Closed yjq767579182 closed 1 year ago

Haochen-Wang409 commented 1 year ago

saver 下面添加 auto_resume: True 即可

yjq767579182 commented 1 year ago

ok thanks!

yjq767579182 commented 1 year ago

I still have a question, for the encoder, can I use any feature extractor, like some mainstream transformers, and I still use deeplab or other decoders

yjq767579182 commented 1 year ago

for the apply_aug, wherther have other choose

Haochen-Wang409 commented 1 year ago

Of course, you can use any other backbones.

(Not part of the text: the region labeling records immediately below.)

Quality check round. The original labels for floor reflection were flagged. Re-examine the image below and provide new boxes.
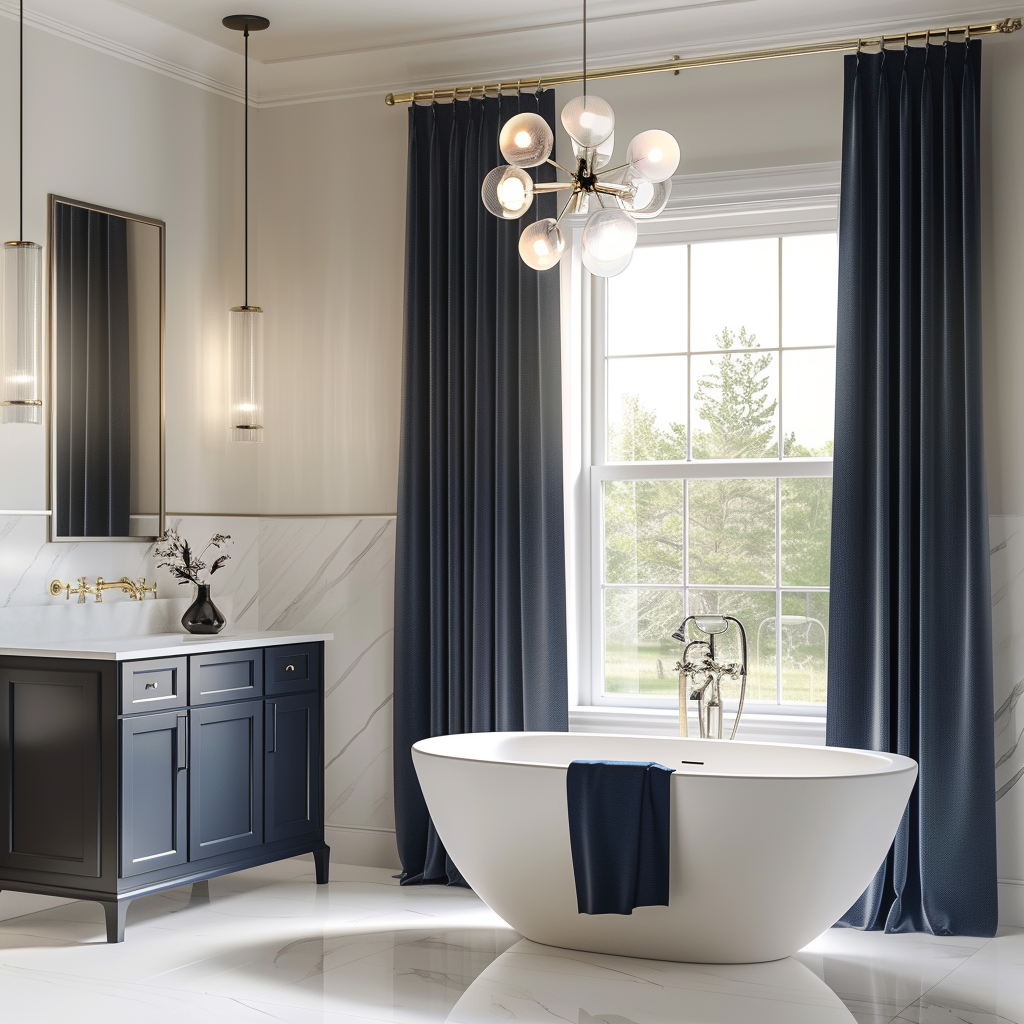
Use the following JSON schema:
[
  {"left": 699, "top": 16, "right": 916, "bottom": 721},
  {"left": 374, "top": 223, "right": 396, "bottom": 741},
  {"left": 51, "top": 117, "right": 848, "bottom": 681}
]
[{"left": 447, "top": 939, "right": 855, "bottom": 1024}]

As for apply_aug, we support CutOut, CutMix, and ClassMix.

yjq767579182 commented 1 year ago

image我想请问这段代码是实现了论文里的这个功能吗 image

Haochen-Wang409 commented 1 year ago

是的,对于每一个类别,我们都维护了一个 memory bank 去储存不可靠的伪标签

yjq767579182 commented 1 year ago

oh! thanks for your answer!I'm very appreciated

yjq767579182 commented 1 year ago

hello i'm here to ask a question again,I would like to ask if the 1 in the figure is set to 3, 4 or larger, will it have a better effect on semi-supervised, image

Haochen-Wang409 commented 1 year ago

You can try it. We did not ablate this.

yjq767579182 commented 1 year ago

ok thanks

yjq767579182 commented 1 year ago

hello,I would like to take the liberty to ask, ema_decay=0.99, so why do we need to set the teacher model and the student model? The specific gravity coefficient of 0.99 is not much different.

yjq767579182 commented 1 year ago

image Hello author, I still have a question to ask, why does the marked data still have a threshold, as shown in the picture

Haochen-Wang409 commented 1 year ago

hello,I would like to take the liberty to ask, ema_decay=0.99, so why do we need to set the teacher model and the student model? The specific gravity coefficient of 0.99 is not much different.

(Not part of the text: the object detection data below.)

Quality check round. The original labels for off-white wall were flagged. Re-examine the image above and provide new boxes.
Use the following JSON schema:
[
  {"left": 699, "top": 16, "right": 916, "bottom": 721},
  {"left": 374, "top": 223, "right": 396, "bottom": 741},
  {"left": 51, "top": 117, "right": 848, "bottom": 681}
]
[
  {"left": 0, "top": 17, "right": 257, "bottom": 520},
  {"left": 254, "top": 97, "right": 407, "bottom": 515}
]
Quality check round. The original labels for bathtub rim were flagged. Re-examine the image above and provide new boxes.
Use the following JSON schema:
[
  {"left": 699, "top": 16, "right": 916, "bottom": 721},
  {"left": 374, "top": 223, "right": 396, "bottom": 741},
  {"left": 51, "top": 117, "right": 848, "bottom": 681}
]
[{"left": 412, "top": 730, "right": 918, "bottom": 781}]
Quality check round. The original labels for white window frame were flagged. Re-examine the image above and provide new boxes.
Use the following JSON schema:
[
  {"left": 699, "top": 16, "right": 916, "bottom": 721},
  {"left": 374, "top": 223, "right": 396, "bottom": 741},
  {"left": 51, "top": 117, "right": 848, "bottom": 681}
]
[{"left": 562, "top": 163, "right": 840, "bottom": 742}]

The teacher model is used to generate pseudo-labels to supervise the student model for each unlabeled sample.

Haochen-Wang409 commented 1 year ago

image Hello author, I still have a question to ask, why does the marked data still have a threshold, as shown in the picture

Features of those low confident labeled pixels might be biased.